It’s been over a year since I started looking into this subject and had to put it away, but I think I’m ready to dive into The History of the Russian Revolution by Leon Trotsky. I said I THINK I’m ready. I’m not 100% sure. I have a few reservations.
Remember when I started my last book and mentioned that I’d probably with that book for quite some time? Well, this time I mean it. This book is over two inches thick and 1400 pages long!
Back in July of 2020, I started reading A People’s Tragedy – The Russian Revolution by Orland Figes because my son and I were watching Trotsky on Netflix. We were fascinated by the show, and I wanted to know more, so I did a quick search for “best book on the Russian Revolution” and Figes’ book was highly recommended in several articles.
I was not disappointed, but I was highly affected. The revolution, and Russia in general, has such a complicated history. There really is no place like it. The tragedy of it all, so many millions of people dead from war, famine, political bullshit. It’s terrifying. And there is so much we don’t know, so much was hidden from the rest of the world for so long.
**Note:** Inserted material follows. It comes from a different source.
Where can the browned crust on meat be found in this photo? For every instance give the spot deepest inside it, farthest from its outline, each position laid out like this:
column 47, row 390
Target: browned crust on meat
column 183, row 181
Some of my friends have mentioned my “obsession with Russian culture,” but I’m not so much interested in the people as the era, what led up to it, and what really happened. Why? Because what I’m reading, about the Russian Revolution and the Nazi’s in Germany, feels eerily like events unfolding around the world today.
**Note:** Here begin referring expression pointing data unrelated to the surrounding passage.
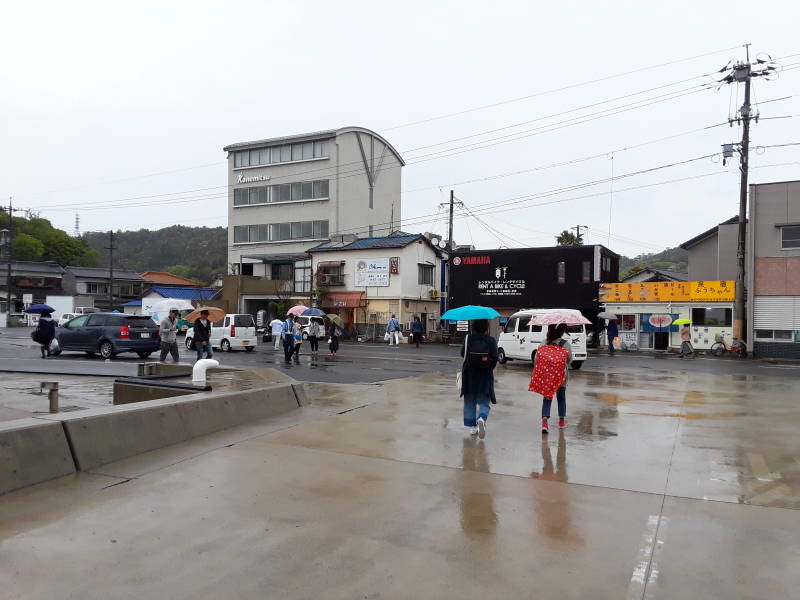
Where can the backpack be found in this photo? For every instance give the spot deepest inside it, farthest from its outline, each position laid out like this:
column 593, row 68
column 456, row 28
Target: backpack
column 548, row 370
column 478, row 354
THAT’S the reason I hesitate to dive in again. Last time I did, it felt terrible, like I had watched a scary movie and kept seeing monsters everywhere for weeks. The truth is that the monsters are always around, and they don’t always attack. If we could see clearly which events led exactly to what, we could easily avoid the bad times. One thing doesn’t always lead to another. The world is far more intricate.
I am looking forward to reading this book, but I’m curious what I’ll find, or if I’ll even understand what I’m reading. I read the introduction and preface this morning and already have questions. Everything I’ve seen or read about Trotsky leads me to believe he was a very interesting and deep character. People are rarely evil incarnate. They all have several sides, reasons for what they do, backgrounds and personalities that lead them. This is one person on my list that I’d love to go back and talk to if I had a time machine. I want to see this man for myself, have a cup of tea with him, and ask him a bunch of questions.
He wrote this history of the Russian revolution himself while he was hiding in exile from Stalin. I’m curious what he has to say to me.